AOur customers have been looking for a way to accelerate their ability to work with their organism of choice. We provide our customers with annotated sequence information in the context of cellular pathways. These customers include Dow Chemical, Genencor International, BASF, Archer-Daniels-Midland, Roche Vitamin Division, Cargill, Maxygen, and several other companies. In the first two years, we concentrated on integrating and performing comparative analyses of genomes on a diverse set of microorganisms. These efforts attracted both academics and companies that use microorganisms for industrial processes. At the present, we have begun analyzing genomes of plants and other eukaryotes using the knowledge we gained from our study of microorganisms. Our reconstruction of eukaryotic pathways will have a profound impact on pharmaceutical, agriculture, and chemical companies.

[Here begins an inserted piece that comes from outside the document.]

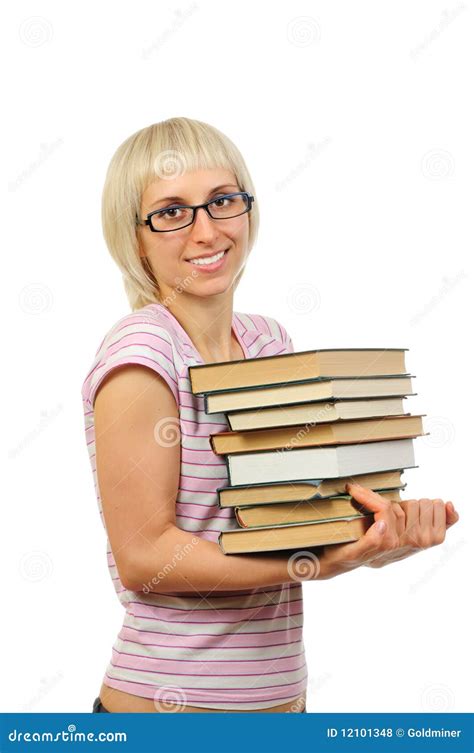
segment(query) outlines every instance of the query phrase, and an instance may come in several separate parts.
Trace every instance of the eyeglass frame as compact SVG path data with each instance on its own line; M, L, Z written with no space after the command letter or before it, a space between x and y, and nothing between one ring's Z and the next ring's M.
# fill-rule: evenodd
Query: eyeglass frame
M240 212L240 214L234 214L232 217L213 217L212 214L209 211L209 204L214 204L214 202L219 201L219 199L229 199L232 196L246 196L247 197L247 208ZM248 191L235 191L235 193L226 193L222 196L216 196L215 199L211 199L210 201L206 201L204 204L170 204L169 207L162 207L161 209L154 209L153 212L149 212L146 216L146 220L140 220L138 216L136 216L135 224L136 225L148 225L152 233L174 233L176 230L182 230L185 227L189 227L193 224L194 220L196 219L196 212L198 209L205 209L208 216L211 218L211 220L231 220L234 217L241 217L243 214L247 214L252 209L252 202L255 201L255 196L252 196L251 193ZM193 216L191 219L191 222L186 223L186 225L181 225L181 227L171 228L170 230L157 230L152 225L151 218L154 214L158 214L159 212L166 212L168 209L192 209L193 210Z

QWhat bioinformatics software do you use?
AWe use both proprietary and publicly available software. We have developed a bioinformatic suite for comparative genomics. The ERGO Bioinformatic Suite integrates biological data from genomics, biochemistry, and high-throughput expression profiling to achieve a comprehensive analysis of genomes. The publicly available tools we use include Blast, Psi-Blast, ProDOM, and Pfam.
QHow large is your bioinformatics staff?
A40 scientists and growing.
QWhat products do you have in the development pipeline?
ATools for pathway modeling, analyzing regulatory sites, analyzing microarray data in the context of gene-function networks. We are also developing a framework that would allow other bioinformatic systems to integrate with our ERGO suite.